The company once was Intel's worst enemy in the x86 processor market

Feb 4, 2008 14:26 GMT  ·  By

Chip manufacturer Transmeta was about to be torn into pieces by its own angry shareholders because of its poor performance in the third quarter of 2007. Formerly known as a fierce competitor in the x86 processor market, the company posted a revenue of only $44,000 in the third quarter of 2007, which drove its shareholders mad.

Banking company Riley Investment, who owns about seven percent of Transmeta, wants to pay $15.50 a share in cash in order to transform the money-bleeding company into a patent joint and set it back on track. Riley also asked for a change into the board of directors, that ended with a "shareholder's derivative action" lawsuit filed in early December last year.

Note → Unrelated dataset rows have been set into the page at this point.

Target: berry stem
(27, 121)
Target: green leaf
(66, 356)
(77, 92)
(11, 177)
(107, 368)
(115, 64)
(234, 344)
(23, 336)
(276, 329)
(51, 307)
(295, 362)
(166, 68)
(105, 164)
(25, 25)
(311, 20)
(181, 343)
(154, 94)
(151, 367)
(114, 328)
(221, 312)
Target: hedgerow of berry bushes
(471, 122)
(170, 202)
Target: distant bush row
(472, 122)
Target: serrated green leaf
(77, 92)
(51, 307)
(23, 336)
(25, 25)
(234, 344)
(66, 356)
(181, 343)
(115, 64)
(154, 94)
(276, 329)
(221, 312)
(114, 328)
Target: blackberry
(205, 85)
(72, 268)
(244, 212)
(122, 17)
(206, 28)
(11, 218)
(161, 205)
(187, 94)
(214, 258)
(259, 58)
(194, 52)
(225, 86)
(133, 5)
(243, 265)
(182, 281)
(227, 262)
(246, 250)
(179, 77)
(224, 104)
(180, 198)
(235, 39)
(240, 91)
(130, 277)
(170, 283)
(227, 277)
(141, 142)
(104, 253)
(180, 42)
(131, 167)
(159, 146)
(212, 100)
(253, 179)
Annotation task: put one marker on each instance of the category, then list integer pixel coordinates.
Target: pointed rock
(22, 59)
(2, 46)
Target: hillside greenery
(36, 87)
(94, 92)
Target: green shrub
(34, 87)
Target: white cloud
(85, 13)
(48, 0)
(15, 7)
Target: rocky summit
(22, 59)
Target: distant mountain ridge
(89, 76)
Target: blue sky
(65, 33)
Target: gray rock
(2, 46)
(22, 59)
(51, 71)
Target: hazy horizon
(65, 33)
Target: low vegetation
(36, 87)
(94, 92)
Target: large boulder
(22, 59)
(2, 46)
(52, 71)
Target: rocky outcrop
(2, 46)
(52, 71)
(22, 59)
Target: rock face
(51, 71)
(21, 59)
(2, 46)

Transmeta is currently accused of poor management that wastes the company's assets and abuses its position. "Transmeta's general counsel, John Horsley, was paid an outrageous, illegal and unconscionable bonus of over $10 million simply for doing his job and settling an intellectual property lawsuit against Intel ten months after it was filed, and likely settling for less money than was reasonable due to the incentive to settle," claims Riley in a complaint.

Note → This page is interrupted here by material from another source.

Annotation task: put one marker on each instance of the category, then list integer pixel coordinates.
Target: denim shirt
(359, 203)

The company is also alleged to have awarded $12 million to CEO Lester Crudele and CFO Sujan Jain, immediately after they settled the lawsuit with Intel over Transmeta's intellectual property. Riley will withdraw the payment proposal if Transmeta company does not reply by February 8.

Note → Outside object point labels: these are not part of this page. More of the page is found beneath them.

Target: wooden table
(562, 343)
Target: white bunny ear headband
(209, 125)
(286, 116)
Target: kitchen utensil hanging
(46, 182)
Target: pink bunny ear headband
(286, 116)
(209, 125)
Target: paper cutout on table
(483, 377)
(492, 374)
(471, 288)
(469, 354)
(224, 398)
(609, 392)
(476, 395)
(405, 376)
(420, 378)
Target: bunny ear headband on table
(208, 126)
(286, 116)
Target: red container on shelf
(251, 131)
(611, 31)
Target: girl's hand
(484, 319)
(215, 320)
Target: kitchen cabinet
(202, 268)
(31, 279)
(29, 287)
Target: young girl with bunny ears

Founded in 1995, Transmeta failed in achieving better low-power x86 processors than Intel. This pursuit, however, made the company post fabulous yearly losses, and was forced to transform into supplier of x86 intellectual property (IP). Immediately after the transition, Transmeta sued Intel for some alleged infringements upon ten of Transmeta's patents regarding chips' power efficiency and processor architecture. Last fall, Intel settled the lawsuit for $250 million.